Section 570 states that:
β€œA Council may accept a transfer of the land in respect of which rates or charges are or accrued interest is due and payable in full satisfaction of the rates, charges or accrued interest.”

Clause 129 provides that:
"A request to the council for the acceptance of a transfer of land under section 570 of the Act in payment of rates, charges or accrued interest must be in writing, be signed by each owner or person having an interest in the land concerned and contain the following information
(a) title particulars and the rate assessment number of the land,
(b) particulars of any mortgage, charge, lien or other encumbrance affecting the land."

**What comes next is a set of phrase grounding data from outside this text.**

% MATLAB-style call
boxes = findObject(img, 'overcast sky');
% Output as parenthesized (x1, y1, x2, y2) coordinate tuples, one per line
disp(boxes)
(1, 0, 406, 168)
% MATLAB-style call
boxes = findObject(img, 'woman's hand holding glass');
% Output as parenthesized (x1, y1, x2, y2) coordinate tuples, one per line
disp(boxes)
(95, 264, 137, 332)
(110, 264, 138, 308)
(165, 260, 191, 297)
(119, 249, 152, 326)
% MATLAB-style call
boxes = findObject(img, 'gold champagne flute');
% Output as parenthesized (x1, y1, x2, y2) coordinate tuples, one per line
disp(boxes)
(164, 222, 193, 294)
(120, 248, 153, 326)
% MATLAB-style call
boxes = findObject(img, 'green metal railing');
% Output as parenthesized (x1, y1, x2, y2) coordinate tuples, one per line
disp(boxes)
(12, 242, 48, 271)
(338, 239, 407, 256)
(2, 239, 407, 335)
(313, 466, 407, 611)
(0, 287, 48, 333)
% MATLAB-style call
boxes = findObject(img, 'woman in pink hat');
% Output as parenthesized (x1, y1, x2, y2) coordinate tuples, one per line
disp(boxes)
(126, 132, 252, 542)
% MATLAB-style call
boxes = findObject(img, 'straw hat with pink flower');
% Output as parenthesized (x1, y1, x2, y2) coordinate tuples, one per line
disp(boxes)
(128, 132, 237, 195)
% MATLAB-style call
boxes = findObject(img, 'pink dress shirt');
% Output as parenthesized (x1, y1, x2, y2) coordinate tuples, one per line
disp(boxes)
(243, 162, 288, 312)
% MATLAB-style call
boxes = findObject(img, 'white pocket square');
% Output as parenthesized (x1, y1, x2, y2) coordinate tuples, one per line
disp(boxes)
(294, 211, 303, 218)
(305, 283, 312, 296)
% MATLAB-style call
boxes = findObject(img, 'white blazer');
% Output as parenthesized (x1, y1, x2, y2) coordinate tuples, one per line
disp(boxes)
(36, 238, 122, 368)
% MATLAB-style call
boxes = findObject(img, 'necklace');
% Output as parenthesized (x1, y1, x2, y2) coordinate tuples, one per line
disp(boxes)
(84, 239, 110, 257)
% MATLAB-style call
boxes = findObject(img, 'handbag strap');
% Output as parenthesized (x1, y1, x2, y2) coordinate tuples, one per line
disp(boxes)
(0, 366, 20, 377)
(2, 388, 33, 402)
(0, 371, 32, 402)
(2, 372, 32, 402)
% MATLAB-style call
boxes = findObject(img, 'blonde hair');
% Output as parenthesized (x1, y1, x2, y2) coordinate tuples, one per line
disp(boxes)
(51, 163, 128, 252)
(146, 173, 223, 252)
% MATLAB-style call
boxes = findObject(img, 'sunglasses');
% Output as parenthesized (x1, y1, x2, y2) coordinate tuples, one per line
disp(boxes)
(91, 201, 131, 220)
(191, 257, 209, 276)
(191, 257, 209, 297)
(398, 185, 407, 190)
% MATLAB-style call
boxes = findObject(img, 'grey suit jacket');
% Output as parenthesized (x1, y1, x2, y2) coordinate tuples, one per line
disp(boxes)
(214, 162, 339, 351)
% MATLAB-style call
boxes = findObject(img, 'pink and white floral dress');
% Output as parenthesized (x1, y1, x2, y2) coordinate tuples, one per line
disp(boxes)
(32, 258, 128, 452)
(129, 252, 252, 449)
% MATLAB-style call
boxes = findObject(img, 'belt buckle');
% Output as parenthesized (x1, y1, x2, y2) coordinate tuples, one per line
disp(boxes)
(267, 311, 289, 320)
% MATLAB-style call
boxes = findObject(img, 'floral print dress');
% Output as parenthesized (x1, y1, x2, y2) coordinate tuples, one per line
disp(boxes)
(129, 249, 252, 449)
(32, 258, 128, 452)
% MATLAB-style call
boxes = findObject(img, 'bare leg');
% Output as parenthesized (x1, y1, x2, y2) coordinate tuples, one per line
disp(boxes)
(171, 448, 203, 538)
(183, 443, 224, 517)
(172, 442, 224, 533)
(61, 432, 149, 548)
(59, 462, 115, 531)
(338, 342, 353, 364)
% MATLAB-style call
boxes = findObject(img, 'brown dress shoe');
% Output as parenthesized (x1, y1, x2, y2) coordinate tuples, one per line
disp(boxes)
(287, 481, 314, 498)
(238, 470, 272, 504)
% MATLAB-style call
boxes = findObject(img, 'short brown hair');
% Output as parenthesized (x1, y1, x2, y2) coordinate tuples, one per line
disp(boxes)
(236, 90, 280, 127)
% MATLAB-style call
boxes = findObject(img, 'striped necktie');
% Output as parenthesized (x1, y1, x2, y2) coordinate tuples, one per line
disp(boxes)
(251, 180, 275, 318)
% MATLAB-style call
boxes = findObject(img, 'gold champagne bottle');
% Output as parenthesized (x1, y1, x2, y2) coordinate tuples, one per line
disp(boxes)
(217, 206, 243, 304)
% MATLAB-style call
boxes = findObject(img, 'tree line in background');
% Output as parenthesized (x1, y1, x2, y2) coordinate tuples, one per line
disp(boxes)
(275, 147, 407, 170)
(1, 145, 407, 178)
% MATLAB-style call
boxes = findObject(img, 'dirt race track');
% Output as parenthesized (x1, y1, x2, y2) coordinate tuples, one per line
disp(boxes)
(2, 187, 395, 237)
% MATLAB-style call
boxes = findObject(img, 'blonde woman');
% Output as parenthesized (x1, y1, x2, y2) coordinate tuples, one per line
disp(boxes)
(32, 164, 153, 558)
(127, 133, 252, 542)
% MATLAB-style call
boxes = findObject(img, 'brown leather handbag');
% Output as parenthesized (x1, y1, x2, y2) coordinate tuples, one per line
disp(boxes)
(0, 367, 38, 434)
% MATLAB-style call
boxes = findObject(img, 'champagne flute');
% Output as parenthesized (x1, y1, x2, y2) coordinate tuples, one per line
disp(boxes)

The former Great Lakes Council received around 10-15 applications per year from ratepayers wishing to transfer their land to Council as payment for rates, charges or accrued interest. This is an unusual situation and has arisen as a result of specific constraints attached to a certain class of land found within the former Great Lakes area. This class of land is commonly known as 'non-urban' land and generally is land that is in a rural or environmental zone under the Great Lakes Local Environmental Plan 2014 that has an area of less than the minimum 40 hectares required for a dwelling entitlement.

The former Great Lakes Council area had a large number of these lots which were found in the North Arm Cove, Pindimar, Bundabah, Carrington, The Branch and Hamilton Village localities.

Non-urban lands in North Arm Cove are generally heavily vegetated areas with little or no constructed infrastructure or services to support development. Many of the roads were not dedicated as public roads at the time the subdivision was registered and they remain in private ownership, outside of Council's care and control.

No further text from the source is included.